With so much anguish and heartache, it would seem like Some Are Sicker Than Others would be a depressing novel but that is simply not the case. I was utterly captivated by the drama unfolding and no matter how despicable some of the characters were on occasion, I could not help but hope they would find redemption and conquer their addictions. I gained a deeper understanding of the anatomy of addiction and how much courage and strength an addict needs to find and maintain their sobriety.
Some Are Sicker Than Others is realistic and harsh but a completely worthwhile read. Monty and Dave are well-developed characters that are easy to love and to hate as they attempt to pick up the pieces of their shattered lives. If you think you know how their story is going to end, you are probably wrong. I know that I certainly was. I hope that Andrew Seaward has plans to revisit Monty and Dave in the future. I would love to see what comes next for these two broken men.

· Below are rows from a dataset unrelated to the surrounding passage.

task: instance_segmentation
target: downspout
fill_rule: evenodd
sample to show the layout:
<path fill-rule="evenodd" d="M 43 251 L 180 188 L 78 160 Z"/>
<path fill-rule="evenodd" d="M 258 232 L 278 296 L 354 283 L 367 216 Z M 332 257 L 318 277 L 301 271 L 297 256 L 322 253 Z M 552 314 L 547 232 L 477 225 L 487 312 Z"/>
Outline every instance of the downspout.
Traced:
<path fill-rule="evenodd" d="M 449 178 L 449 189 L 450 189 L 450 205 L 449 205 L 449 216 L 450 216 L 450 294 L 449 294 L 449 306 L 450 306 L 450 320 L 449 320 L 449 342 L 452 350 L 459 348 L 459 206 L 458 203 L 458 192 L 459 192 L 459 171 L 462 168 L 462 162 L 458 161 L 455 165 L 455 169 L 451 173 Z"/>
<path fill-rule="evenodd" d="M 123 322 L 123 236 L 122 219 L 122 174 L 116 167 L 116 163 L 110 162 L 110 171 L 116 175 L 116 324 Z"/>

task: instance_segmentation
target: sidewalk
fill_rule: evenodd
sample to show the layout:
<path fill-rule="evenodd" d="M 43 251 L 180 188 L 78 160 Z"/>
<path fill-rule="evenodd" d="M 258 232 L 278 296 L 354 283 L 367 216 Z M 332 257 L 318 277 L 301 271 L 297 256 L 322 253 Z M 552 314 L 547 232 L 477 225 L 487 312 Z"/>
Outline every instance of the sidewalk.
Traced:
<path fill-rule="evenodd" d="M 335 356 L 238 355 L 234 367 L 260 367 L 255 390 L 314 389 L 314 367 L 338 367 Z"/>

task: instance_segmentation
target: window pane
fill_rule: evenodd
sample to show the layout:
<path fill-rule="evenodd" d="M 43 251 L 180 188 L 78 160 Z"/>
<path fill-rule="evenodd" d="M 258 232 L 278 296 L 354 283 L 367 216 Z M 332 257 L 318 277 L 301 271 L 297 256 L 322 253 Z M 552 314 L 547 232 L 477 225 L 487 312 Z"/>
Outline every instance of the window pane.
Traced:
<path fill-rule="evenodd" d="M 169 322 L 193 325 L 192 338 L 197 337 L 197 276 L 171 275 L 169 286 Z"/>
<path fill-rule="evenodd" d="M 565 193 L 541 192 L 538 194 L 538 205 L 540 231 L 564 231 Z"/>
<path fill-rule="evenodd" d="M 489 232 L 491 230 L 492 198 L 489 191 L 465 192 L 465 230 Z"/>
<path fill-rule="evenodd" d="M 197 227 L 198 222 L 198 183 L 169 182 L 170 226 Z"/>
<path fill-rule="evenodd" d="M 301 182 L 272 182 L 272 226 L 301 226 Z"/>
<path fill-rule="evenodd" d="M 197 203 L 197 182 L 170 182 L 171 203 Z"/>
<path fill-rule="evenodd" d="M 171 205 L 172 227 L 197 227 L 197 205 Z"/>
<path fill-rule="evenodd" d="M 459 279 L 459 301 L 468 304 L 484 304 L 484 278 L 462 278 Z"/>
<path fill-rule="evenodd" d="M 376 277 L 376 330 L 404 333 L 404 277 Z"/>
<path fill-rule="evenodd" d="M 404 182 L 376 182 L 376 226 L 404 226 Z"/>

Andrew Seaward is the author of Some Are Sicker Than Others. Although he makes his living as a chemical engineer in the Oil & Gas industry, his true passion is telling great stories through both acting and writing. He is a contributing member of the Professional Artists Workshop in Hollywood, CA and the Lighthouse Writers Workshop in Denver, CO. He has written and acted in several independent productions including the poignant short film, DROWNING, which won the Award of Merit at the 2010 Indie Fest.